The name Catch 22 has nothing to do with seafood at Gary Johnson’s new Johnsburg restaurant.
There are seafood options at Catch 22 Tap & Grill, located at 4000 N. Johnsburg Road. The menu includes burgers, salads, wraps, sandwiches and wings, along with a Friday night fish and shrimp fry, a mahi mahi sandwich, the Cod Father sandwich and a lobster roll.
But when Johnson was bouncing around name ideas for the restaurant, he was thinking of “Catch 22″ as it applies to Joseph Heller’s 1961 book - not a seafood-based menu.

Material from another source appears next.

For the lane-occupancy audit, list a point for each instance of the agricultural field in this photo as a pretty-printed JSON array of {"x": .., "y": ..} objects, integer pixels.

Johnson was envisioning humorous T-shirts, hoodies and other merch for the restaurant using “paradoxical” humor. He’s waiting on his first shipment of branded clothing customers can buy.
“For St. Patrick’s Day, we had a shirt - ‘Irish today, regretting tomorrow,’” Johnson said, as one example.

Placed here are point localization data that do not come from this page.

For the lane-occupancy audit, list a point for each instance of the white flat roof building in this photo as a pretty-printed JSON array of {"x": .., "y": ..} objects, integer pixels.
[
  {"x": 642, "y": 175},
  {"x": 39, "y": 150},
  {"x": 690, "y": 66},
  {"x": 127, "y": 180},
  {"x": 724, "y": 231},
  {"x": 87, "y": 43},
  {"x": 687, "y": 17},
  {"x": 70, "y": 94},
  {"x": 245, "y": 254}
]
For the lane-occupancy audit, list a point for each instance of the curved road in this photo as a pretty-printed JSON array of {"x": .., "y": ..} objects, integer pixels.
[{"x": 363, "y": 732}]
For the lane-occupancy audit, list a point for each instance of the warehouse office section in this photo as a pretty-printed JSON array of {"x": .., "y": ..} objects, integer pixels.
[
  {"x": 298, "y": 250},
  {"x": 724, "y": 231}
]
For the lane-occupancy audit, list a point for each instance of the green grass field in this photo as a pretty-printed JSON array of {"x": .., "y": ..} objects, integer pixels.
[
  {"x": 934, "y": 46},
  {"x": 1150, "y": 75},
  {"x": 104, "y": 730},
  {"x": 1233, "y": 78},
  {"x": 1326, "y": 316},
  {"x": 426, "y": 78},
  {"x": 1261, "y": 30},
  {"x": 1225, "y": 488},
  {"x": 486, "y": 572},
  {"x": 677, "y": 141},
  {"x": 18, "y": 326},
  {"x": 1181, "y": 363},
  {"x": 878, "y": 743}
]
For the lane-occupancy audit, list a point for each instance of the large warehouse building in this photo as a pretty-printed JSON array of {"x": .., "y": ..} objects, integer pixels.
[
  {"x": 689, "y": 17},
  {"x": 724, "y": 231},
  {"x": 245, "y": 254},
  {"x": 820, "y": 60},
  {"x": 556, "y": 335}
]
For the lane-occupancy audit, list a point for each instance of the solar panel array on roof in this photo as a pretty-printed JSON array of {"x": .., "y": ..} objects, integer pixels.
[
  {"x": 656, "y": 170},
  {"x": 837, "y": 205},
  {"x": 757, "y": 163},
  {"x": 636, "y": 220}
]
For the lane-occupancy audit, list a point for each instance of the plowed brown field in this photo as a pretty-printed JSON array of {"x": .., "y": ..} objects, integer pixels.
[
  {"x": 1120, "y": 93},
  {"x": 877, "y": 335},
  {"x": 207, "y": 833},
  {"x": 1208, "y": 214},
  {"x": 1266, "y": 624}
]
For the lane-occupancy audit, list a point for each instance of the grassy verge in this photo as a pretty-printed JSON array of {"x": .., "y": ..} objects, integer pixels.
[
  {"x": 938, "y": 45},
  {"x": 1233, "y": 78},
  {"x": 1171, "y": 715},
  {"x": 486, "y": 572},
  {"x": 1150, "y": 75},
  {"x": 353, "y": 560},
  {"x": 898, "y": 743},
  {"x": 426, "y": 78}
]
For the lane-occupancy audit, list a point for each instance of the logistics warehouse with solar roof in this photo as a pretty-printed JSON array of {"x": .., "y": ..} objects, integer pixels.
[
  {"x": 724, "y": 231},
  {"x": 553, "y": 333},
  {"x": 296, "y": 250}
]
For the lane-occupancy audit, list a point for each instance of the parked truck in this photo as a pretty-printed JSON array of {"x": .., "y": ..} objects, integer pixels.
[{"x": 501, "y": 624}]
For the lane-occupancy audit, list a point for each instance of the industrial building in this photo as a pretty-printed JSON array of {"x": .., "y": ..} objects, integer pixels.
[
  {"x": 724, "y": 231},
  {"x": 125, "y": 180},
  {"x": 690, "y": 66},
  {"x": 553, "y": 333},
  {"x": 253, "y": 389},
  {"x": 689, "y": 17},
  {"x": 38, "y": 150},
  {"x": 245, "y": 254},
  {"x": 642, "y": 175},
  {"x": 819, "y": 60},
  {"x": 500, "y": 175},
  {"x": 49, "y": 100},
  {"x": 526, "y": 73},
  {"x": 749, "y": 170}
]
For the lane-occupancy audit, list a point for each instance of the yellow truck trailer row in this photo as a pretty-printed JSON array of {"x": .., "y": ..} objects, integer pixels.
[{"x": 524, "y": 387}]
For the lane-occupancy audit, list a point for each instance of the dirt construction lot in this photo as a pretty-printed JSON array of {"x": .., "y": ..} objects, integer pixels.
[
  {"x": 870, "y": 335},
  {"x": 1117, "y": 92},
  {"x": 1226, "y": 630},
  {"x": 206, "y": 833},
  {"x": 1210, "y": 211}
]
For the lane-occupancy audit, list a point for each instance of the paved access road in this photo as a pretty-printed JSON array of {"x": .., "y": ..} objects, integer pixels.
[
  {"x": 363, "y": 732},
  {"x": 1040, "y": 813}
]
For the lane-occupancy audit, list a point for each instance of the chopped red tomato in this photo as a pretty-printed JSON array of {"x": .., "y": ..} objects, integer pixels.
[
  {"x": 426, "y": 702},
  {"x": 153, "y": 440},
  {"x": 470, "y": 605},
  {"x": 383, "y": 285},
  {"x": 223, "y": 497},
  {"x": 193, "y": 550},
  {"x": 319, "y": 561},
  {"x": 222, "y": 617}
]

His sense of humor extends to the kids’ menu. Its $9 and $10 entrees include butter noodles, mac and cheese, chicken strips and burgers. The liver and onions kids’ meal is a little higher at $250 – with a note underneath saying, “We got you, kids.”
Johnson has some experience in running a restaurant.
“I started doing this at 21, and it’s been about 25 years now,” he said.
He was just 21 when he bought Old World Pizza in Algonquin. His next restaurant was Windy City Wings in McHenry. That restaurant closed after a power lines fell on the Green Street building and burned it to the ground in December 2012. The lot is now the home to Jexal’s Pizza & Wing-Zeria.
For six years, Johnson had Johnsburg’s Cabana’s on the Chain - now The Bru Crew Bar & Grill – and sold when his family set eyes on moving to Florida. That plan fell through – the homes they were looking at were taken out by a hurricane, Johnson said.
Most recently, Johnson opened The Kross in Ingleside. He bills that restaurant as a dive bar with really good food.
All that experience taught him the food-serving business through trial and error, Johnson said.
“You make enough mistakes; you learn to not do that again,” he said.
With Catch 22, Johnson and general manager Kristi Rasmussen said they want to create an atmosphere where parents and grandparents feel comfortable coming in with children.
“I want all ages here, from kids to young adults to ... old adults,” Rasmussen said. “We want everyone to feel welcome.”
They offer free ice cream scoops to children. He expects the neighborhood youth will bike over in the summer to take advantage of that.
“We are a restaurant that also has a bar. I don’t want to be a bar first – I want to have the restaurant first," Johnson said.
When Johnson gutted and rebuilt the space that used to be Mary’s Hideaway, he made sure there were games for kids to play, along with the pool table and a single dartboard. He’s also applied for a gaming license and is waiting for state approval.
Gaming machines helps keep menu costs down, Johnson said, adding they “offset the food and and the employee costs. It offsets what we can charge as far as our products. I want to be as cheap as possible and still be able to sleep at night.”